I love you... until Act Two.
Years ago, when a Shakespearean actor was asked if he believed Hamlet and Ophelia had ever consummated their relationship, he supposedly said, “Never on the West End. Maybe on tour.”
Intense emotions, long rehearsals that go late into the evening, booze-fueled bull sessions afterward: It’s no wonder that love—or at least lust— frequently surfaces over the course of a theatrical production, spawning what has become known as the showmance.
The term has come to include similar couplings on the sets of movies and television shows (especially reality shows, where they are often designed to buy their participants a little more time on the island or in the house or wherever). But the stage is where the showmance was born.
Directors, playwrights, and designers can certainly get in on the action, but the typical showmance is between two performers. As a result, the curtain almost always goes down on both the show and the showmance at the same time; the actor’s life is a peripatetic one, and the next show is likely to be in another part of the country or even the world.

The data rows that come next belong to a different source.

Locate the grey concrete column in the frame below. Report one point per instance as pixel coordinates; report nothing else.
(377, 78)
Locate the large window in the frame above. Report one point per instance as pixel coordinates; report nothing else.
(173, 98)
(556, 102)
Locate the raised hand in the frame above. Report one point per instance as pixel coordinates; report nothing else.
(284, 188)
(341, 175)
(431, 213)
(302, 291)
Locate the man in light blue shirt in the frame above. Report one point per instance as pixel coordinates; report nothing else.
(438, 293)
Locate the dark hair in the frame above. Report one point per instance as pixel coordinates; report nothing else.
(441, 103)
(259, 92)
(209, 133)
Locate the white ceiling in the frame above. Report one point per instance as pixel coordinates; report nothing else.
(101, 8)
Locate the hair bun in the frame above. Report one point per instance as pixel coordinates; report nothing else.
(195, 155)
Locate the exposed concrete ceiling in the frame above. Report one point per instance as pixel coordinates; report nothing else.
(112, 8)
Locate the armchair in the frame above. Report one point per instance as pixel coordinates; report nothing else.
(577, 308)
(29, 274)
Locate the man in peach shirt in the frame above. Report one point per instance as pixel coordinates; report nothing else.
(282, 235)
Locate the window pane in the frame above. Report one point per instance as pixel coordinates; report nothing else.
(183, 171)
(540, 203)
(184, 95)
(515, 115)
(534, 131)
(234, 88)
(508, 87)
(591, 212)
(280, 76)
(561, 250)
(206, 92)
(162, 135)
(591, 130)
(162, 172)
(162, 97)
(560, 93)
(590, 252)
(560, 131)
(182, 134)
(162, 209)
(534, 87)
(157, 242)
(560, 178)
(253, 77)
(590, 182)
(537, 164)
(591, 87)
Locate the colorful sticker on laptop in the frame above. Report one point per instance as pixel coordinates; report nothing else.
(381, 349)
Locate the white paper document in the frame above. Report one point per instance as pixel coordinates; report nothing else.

Every once in a while, though, a relationship endures beyond closing night. Taye Diggs and Idina Menzel (Rent) , for instance, have had a showmance with legs, and so have Audra McDonald and Will Swenson (110 in the Shade). But one showmance towers above them all: Alfred Lunt and Lynn Fontanne met on a show called The Wooing of Eve in 1917, and they went on to be American theatre’s leading couple for decades. Broadway’s Lunt-Fotanne Theatre is even named to honor their lives both on stage and off.